お知らせ

予防接種を受けられるときの注意

10月31日、厚生労働省の専門家小委員会が開かれ、日本脳炎ワクチンについて検討されました。皆様もご存じの通り死亡例もみられましたが、ワクチンの危険性が高まったとは言えないとして、現段階ではただちに中止する必要性はないとされました。しかし、死亡された症例の検討、ほかの重症例のまとめを委員会の議論、資料からみますと、ただちに安全とは言えないといわざるをえません。

限られた資料ですが、

(1)培養細胞由来のワクチンに変更しましたが、急性散在性脳脊髄炎(ADEM)の報告頻度は、1例/131万回接種で旧ワクチン(1例/70万〜200万回接種)とほぼ同じ。より安全と考えられたのに変わりがなかったのです。

(2)死亡された患者さんが、なぜなくなられたか、日本脳炎との直接的な因果関係があったのか不明ですが、少なくともこの患者さんに接種が適切だったのか疑問です。1例は、突然の不整脈を起こしかねない薬剤を3種類も内服されていました。1例は、小さく生まれ、重篤な病気もあり、免疫の低下も考えられています。

ワクチンは、ワクチンをすることで各個人を守ることと、周りの多くの人が予防接種を受けて、受けられない危険な病気お持ちの患者様を守ることにあります。したがって、多くの人に安全に接種していただければなりません。

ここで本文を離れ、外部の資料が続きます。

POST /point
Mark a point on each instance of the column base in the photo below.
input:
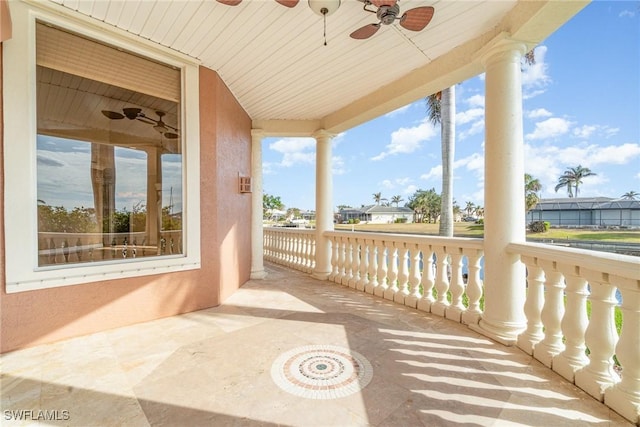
(623, 403)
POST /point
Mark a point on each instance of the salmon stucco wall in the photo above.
(37, 317)
(225, 158)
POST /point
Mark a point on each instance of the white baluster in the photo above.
(414, 278)
(533, 306)
(624, 397)
(341, 259)
(335, 270)
(442, 283)
(473, 313)
(403, 275)
(574, 324)
(551, 315)
(373, 268)
(363, 266)
(348, 254)
(393, 272)
(383, 259)
(601, 337)
(355, 263)
(455, 309)
(428, 279)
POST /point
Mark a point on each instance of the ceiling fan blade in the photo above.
(287, 3)
(112, 115)
(365, 32)
(417, 18)
(147, 120)
(378, 3)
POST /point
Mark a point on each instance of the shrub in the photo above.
(539, 226)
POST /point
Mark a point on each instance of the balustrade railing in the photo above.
(433, 274)
(292, 247)
(573, 297)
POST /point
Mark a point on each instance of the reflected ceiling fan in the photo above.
(132, 113)
(388, 12)
(287, 3)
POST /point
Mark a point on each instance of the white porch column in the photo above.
(504, 222)
(257, 234)
(324, 204)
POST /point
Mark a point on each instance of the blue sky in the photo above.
(581, 107)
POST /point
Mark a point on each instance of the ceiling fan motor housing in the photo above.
(388, 14)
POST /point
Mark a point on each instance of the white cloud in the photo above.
(407, 140)
(338, 166)
(586, 131)
(627, 14)
(397, 182)
(550, 128)
(539, 113)
(476, 128)
(547, 163)
(470, 115)
(410, 190)
(434, 173)
(475, 101)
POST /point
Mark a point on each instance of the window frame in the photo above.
(20, 181)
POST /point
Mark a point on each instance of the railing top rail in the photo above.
(620, 265)
(459, 242)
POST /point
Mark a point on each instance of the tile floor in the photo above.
(291, 351)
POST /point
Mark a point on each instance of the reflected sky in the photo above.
(64, 175)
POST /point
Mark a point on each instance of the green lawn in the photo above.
(465, 229)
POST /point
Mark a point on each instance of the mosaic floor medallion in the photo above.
(321, 371)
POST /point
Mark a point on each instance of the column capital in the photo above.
(258, 133)
(502, 47)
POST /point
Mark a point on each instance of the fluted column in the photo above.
(504, 221)
(257, 234)
(324, 204)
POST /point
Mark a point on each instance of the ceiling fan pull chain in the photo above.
(324, 18)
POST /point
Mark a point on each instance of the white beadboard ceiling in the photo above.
(273, 59)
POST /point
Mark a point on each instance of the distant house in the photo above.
(376, 214)
(587, 211)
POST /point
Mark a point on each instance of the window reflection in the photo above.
(109, 158)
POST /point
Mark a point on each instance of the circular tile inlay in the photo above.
(321, 371)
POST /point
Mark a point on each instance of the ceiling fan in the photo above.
(387, 11)
(133, 113)
(287, 3)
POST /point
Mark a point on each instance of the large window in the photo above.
(96, 181)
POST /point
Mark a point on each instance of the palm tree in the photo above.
(565, 181)
(441, 108)
(377, 197)
(397, 199)
(531, 187)
(572, 178)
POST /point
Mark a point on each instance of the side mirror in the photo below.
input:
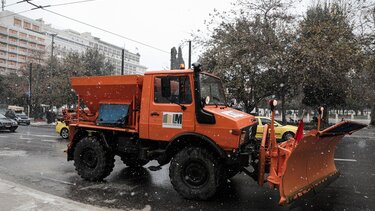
(165, 87)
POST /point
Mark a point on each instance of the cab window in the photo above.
(172, 89)
(265, 121)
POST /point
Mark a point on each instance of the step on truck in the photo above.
(181, 117)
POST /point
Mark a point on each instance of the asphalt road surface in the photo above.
(34, 157)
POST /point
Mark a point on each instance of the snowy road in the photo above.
(34, 157)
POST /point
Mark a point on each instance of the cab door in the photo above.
(172, 108)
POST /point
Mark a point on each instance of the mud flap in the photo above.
(309, 166)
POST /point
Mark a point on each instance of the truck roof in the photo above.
(168, 72)
(96, 90)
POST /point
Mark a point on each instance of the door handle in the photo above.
(154, 113)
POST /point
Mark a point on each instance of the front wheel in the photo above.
(64, 133)
(195, 173)
(92, 160)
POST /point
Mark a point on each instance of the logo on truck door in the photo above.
(172, 120)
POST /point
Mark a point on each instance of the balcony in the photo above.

従って、今後は、以下のことにより注意していきたいと思います。

1)基礎疾患をお持ちの患者様は、より注意して接種をする。もともとの病気の薬をもらっている先生に十分相談して、不整脈など起こす薬がないかよく確認する。できれば、よくご存知の主治医に接種していただく。

2)感冒等と考えられる方でも、接種には、より慎重を期し無理しない。 当院では、1〜2日前からの風邪で、今後の経過に疑問のある方は、接種を遠慮させていただきます。

3)髄膜炎等の重症化を予防するワクチンは早めに接種してください。 インフルエンザ桿菌ワクチン(Hib)、肺炎球菌ワクチン(プレベナー)、BCG等

4)集団生活に入る前に、必要なワクチンを速やかに終えてください。 水痘ワクチン、おたふくかぜワクチン、MRワクチン等

5)当院では、同時接種を控えています。皆様には、大変ご迷惑をおかけしています。今年、小児科学会で、一部の同時接種に副作用が多い、とされましたが、依然学会誌に正式の論文になっていません。「人間は、そんなやわではない」として、同時接種を推進している医師もいますが、私としては、依然慎重にしなければならないと考えています。 幸い同時接種推進から、安全な混合ワクチンをつくるながれも出てきています。

日本のワクチンは、計画性がなく、透明性も乏しく、それを進める責任者の自覚も極めて乏しいのが現状です。

したがって、ワクチンを接種する現場の医師は混乱し悩んでいます。今後ともご理解をお願いします。